PPR-FCN: Weakly Supervised Visual Relation Detection via Parallel Pairwise R-FCN

August 07, 2017 · Declared Dead · 🏛 IEEE International Conference on Computer Vision

"No code URL or promise found in abstract"

Evidence collected by the PWNC Scanner

Authors Hanwang Zhang, Zawlin Kyaw, Jinyang Yu, Shih-Fu Chang arXiv ID 1708.01956 Category cs.CV: Computer Vision Citations 142 Venue IEEE International Conference on Computer Vision Last Checked 4 months ago

Abstract

We aim to tackle a novel vision task called Weakly Supervised Visual Relation Detection (WSVRD) to detect "subject-predicate-object" relations in an image with object relation groundtruths available only at the image level.
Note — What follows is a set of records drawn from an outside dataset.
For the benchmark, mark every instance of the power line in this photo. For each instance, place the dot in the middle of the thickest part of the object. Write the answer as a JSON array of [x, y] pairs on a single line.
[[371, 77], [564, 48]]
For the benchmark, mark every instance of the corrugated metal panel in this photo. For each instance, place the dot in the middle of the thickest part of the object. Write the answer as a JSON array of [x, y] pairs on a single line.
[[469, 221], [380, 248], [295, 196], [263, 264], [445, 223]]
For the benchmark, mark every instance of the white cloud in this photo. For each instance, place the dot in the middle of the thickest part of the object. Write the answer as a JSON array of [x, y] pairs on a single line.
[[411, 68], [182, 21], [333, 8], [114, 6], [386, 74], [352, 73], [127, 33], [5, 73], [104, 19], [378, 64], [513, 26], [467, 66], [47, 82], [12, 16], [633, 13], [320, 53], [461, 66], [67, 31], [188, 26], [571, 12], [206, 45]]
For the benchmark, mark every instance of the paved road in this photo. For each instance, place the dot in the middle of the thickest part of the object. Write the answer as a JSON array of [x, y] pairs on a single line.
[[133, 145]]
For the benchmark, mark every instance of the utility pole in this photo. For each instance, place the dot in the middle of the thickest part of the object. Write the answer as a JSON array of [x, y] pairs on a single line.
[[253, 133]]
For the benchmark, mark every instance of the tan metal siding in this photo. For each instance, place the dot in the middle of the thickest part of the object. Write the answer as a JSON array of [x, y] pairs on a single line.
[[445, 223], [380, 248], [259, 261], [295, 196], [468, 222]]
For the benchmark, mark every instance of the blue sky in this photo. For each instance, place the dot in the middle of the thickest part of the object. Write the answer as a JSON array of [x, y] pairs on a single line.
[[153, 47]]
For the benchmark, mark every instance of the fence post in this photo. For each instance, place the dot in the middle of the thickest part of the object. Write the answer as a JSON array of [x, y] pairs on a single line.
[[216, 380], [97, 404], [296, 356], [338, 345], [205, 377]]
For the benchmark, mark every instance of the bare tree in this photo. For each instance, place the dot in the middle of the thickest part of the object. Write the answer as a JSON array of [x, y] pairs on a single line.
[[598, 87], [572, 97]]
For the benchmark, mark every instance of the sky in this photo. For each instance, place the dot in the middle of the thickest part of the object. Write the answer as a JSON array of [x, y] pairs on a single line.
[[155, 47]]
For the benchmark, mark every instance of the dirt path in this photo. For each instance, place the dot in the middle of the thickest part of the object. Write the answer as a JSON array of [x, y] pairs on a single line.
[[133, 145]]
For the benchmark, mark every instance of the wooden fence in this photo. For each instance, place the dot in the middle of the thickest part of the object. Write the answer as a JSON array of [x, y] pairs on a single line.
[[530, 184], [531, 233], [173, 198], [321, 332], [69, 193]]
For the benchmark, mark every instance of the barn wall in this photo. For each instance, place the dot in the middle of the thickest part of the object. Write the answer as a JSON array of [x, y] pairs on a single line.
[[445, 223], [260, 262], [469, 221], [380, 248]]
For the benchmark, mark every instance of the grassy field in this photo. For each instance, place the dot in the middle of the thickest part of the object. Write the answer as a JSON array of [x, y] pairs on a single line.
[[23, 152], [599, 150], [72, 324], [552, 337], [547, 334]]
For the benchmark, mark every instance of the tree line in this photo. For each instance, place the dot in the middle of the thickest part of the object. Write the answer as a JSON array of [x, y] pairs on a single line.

This is motivated by the fact that it is extremely expensive to label the combinatorial relations between objects at the instance level. Compared to the extensively studied problem, Weakly Supervised Object Detection (WSOD), WSVRD is more challenging as it needs to examine a large set of regions pairs, which is computationally prohibitive and more likely stuck in a local optimal solution such as those involving wrong spatial context. To this end, we present a Parallel, Pairwise Region-based, Fully Convolutional Network (PPR-FCN) for WSVRD. It uses a parallel FCN architecture that simultaneously performs pair selection and classification of single regions and region pairs for object and relation detection, while sharing almost all computation shared over the entire image. In particular, we propose a novel position-role-sensitive score map with pairwise RoI pooling to efficiently capture the crucial context associated with a pair of objects. We demonstrate the superiority of PPR-FCN over all baselines in solving the WSVRD challenge by using results of extensive experiments over two visual relation benchmarks.